A final methodologic consideration is the impact of tissue shrinkage on volume estimates. Lum and Mitzner (33) estimated the degree of linear shrinkage from the unfixed condition to the stained section in adult sheep lungs, fixed at a distending pressure of 30 cm H2O, to be around 40%. The degree of shrinkage is species-dependent and may also vary with relative tissue composition (e.g., water content, degree of vascularization, and relative fixable connective tissue content) (33– 35). We did not measure tissue shrinkage in the present study, and no corrections have been applied to our reported data. Our interpretation of results is based on the assumption that linear shrinkage is comparable for different gestational and treatment groups.

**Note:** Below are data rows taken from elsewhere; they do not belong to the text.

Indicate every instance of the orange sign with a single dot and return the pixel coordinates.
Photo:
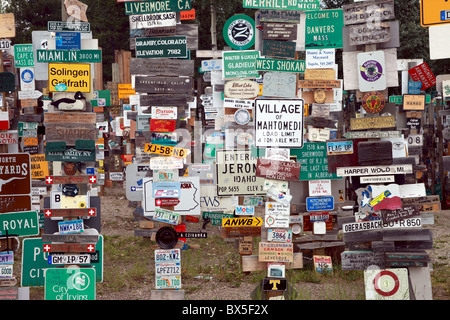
(434, 12)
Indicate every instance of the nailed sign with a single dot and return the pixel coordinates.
(279, 122)
(15, 174)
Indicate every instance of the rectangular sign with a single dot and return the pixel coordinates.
(236, 173)
(279, 123)
(162, 47)
(69, 77)
(276, 252)
(142, 7)
(374, 170)
(22, 224)
(69, 56)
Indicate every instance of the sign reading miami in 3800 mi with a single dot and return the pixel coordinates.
(69, 77)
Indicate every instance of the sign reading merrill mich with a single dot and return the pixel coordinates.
(279, 123)
(70, 77)
(236, 173)
(161, 47)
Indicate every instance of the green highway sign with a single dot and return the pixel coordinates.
(25, 223)
(240, 64)
(142, 7)
(323, 29)
(282, 4)
(161, 47)
(70, 284)
(35, 262)
(279, 65)
(74, 56)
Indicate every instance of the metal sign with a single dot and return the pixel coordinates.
(239, 32)
(70, 284)
(279, 123)
(236, 173)
(15, 174)
(25, 223)
(161, 47)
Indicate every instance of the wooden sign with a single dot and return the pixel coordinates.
(372, 123)
(279, 31)
(398, 214)
(284, 131)
(15, 174)
(69, 247)
(414, 102)
(70, 213)
(162, 67)
(70, 117)
(360, 12)
(276, 252)
(164, 85)
(70, 179)
(374, 170)
(279, 49)
(279, 170)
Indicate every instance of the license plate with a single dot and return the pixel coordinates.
(58, 259)
(168, 282)
(168, 269)
(72, 226)
(172, 255)
(279, 235)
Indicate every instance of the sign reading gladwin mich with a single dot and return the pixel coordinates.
(279, 123)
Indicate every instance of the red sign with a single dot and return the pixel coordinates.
(162, 125)
(69, 247)
(166, 202)
(70, 179)
(423, 73)
(85, 212)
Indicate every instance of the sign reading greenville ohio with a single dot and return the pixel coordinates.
(282, 4)
(142, 7)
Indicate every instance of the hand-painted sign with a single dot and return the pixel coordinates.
(286, 129)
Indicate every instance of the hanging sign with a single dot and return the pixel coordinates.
(371, 71)
(239, 32)
(279, 123)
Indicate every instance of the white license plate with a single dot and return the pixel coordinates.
(279, 235)
(168, 269)
(168, 282)
(58, 259)
(172, 255)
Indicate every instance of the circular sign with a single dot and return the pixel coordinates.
(386, 283)
(373, 102)
(166, 237)
(239, 32)
(242, 116)
(371, 70)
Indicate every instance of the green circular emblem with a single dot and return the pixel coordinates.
(239, 32)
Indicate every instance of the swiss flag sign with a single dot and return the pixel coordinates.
(423, 73)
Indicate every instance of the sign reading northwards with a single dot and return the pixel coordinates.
(69, 77)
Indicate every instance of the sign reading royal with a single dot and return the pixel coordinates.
(279, 123)
(69, 77)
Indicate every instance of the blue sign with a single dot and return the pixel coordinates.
(68, 40)
(319, 203)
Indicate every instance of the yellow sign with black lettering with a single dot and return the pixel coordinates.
(69, 77)
(166, 150)
(242, 222)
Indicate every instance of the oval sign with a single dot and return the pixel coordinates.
(241, 89)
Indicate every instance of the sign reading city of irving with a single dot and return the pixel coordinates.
(75, 56)
(69, 77)
(142, 7)
(161, 47)
(279, 123)
(282, 4)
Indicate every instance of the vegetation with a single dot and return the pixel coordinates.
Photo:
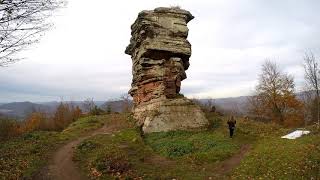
(20, 157)
(276, 158)
(275, 97)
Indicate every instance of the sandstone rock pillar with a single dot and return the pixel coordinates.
(160, 55)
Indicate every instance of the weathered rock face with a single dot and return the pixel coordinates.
(160, 55)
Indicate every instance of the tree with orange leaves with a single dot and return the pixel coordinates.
(275, 98)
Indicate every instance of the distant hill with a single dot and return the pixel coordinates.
(20, 110)
(232, 104)
(116, 106)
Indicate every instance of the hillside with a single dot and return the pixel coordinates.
(20, 110)
(117, 150)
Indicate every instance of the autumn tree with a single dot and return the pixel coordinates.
(88, 105)
(125, 102)
(312, 77)
(62, 117)
(275, 97)
(22, 23)
(36, 121)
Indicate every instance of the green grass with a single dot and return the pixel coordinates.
(21, 157)
(199, 147)
(276, 158)
(164, 155)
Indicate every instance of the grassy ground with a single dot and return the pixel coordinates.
(21, 157)
(158, 155)
(195, 155)
(276, 158)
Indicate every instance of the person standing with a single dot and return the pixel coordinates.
(232, 125)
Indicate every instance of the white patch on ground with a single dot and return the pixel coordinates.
(295, 134)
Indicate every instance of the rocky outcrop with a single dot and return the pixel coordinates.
(160, 55)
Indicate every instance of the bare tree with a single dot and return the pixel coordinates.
(126, 105)
(275, 98)
(88, 105)
(22, 23)
(312, 71)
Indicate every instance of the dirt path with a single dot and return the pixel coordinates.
(229, 164)
(62, 166)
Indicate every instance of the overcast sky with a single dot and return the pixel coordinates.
(83, 56)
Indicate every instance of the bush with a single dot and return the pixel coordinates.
(9, 128)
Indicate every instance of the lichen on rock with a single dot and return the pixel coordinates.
(160, 55)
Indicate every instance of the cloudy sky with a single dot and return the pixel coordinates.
(83, 56)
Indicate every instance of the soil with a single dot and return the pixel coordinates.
(227, 165)
(62, 167)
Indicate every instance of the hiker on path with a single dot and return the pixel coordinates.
(232, 125)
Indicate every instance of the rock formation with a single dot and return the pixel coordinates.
(160, 55)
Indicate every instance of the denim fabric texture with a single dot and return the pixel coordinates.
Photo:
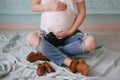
(72, 45)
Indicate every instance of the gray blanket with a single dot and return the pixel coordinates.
(104, 64)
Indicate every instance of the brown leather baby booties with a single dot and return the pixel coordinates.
(45, 66)
(79, 66)
(32, 57)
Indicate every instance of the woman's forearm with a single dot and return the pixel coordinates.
(80, 17)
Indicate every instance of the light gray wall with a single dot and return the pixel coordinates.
(98, 11)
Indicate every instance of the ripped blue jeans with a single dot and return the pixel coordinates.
(71, 45)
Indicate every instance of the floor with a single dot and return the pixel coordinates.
(107, 34)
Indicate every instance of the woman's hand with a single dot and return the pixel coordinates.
(62, 34)
(57, 6)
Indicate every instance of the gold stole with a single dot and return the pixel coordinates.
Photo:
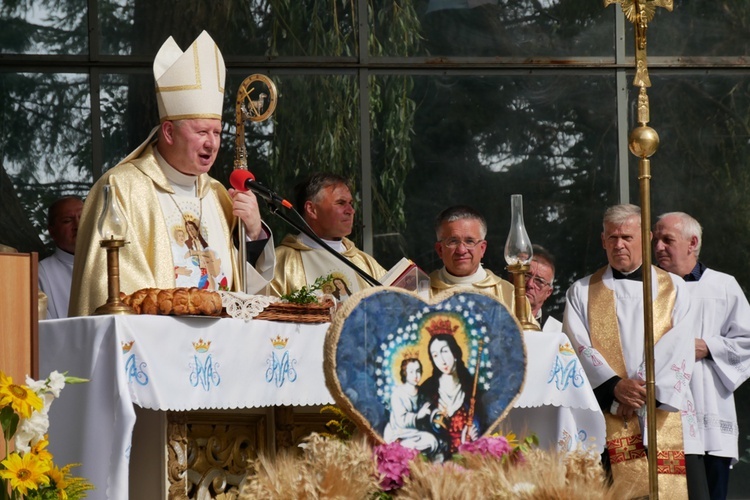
(625, 442)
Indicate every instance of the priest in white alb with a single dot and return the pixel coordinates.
(722, 342)
(604, 321)
(325, 202)
(181, 221)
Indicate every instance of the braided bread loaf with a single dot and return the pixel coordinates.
(175, 301)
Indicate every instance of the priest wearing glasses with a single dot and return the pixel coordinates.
(461, 232)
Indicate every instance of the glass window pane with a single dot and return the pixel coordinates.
(44, 27)
(487, 28)
(241, 29)
(477, 140)
(45, 139)
(698, 29)
(702, 166)
(315, 128)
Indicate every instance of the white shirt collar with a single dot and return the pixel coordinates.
(447, 277)
(337, 245)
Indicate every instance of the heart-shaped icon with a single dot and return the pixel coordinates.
(429, 375)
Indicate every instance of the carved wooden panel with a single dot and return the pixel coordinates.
(208, 452)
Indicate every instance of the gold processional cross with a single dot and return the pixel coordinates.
(640, 13)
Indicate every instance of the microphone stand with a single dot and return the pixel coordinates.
(305, 228)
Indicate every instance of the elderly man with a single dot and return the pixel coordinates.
(604, 321)
(325, 202)
(539, 285)
(56, 271)
(163, 189)
(722, 342)
(461, 244)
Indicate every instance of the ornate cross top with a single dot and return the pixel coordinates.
(640, 13)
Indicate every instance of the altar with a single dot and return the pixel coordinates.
(189, 366)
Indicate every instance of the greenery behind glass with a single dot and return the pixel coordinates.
(455, 105)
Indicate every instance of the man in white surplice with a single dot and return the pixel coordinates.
(722, 342)
(604, 320)
(56, 271)
(325, 202)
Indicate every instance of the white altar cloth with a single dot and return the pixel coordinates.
(167, 363)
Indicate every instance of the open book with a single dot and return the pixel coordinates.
(407, 275)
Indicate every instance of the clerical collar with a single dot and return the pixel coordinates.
(696, 273)
(183, 184)
(636, 275)
(337, 245)
(447, 277)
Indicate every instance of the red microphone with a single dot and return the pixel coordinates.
(244, 180)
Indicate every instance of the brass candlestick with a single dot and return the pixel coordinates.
(112, 227)
(518, 253)
(113, 305)
(519, 283)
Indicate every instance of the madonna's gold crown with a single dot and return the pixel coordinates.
(190, 84)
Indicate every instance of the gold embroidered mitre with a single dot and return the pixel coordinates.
(190, 84)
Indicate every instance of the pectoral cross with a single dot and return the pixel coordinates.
(640, 13)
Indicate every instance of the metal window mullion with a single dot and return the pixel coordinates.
(364, 130)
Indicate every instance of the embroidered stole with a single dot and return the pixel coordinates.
(625, 443)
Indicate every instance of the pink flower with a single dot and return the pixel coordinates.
(495, 446)
(393, 464)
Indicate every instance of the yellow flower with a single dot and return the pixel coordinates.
(40, 450)
(24, 472)
(58, 478)
(21, 398)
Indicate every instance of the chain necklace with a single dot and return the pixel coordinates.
(185, 219)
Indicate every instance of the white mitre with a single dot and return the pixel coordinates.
(190, 84)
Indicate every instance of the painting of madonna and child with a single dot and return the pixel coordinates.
(428, 375)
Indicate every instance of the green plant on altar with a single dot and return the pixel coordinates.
(28, 472)
(306, 294)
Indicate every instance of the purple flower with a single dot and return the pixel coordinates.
(494, 446)
(393, 464)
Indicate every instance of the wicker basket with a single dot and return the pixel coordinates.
(297, 313)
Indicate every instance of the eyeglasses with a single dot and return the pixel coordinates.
(538, 281)
(454, 242)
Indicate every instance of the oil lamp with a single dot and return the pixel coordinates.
(112, 227)
(518, 253)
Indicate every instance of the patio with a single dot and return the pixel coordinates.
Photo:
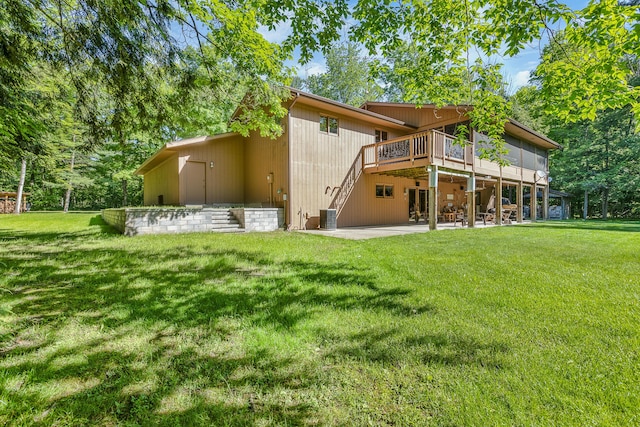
(375, 231)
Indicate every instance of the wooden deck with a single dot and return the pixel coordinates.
(408, 156)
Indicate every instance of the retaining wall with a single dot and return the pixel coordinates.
(137, 221)
(259, 219)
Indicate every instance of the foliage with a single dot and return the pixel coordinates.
(296, 329)
(585, 70)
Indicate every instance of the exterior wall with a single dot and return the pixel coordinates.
(364, 208)
(264, 156)
(225, 181)
(320, 161)
(162, 180)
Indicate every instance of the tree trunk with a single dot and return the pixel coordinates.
(67, 196)
(124, 192)
(23, 174)
(605, 203)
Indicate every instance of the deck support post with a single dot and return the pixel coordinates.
(534, 203)
(545, 202)
(433, 198)
(499, 200)
(471, 200)
(519, 199)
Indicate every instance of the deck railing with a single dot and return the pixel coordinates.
(405, 148)
(432, 145)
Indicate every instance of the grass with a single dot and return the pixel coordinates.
(527, 325)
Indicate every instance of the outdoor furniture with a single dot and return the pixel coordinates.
(461, 216)
(489, 214)
(507, 212)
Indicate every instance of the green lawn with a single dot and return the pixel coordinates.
(526, 325)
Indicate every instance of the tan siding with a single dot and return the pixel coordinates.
(262, 157)
(320, 161)
(224, 182)
(163, 180)
(364, 208)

We hypothesized that given the sizeable improvements in compliance and gas exchange after repetitive antenatal glucocorticoids, we might expect to find profound remodeling of lung structure. We found significant structural changes in both the parenchymal and nonparenchymal compartments, which could partly contribute to altered lung function. Our results are consistent with the idea that glucocorticoids promote functional maturation through effects on both lung structure and on the surfactant system. Furthermore, our data suggest that structural changes induced by clinically relevant, repetitive doses of betamethasone are reversible.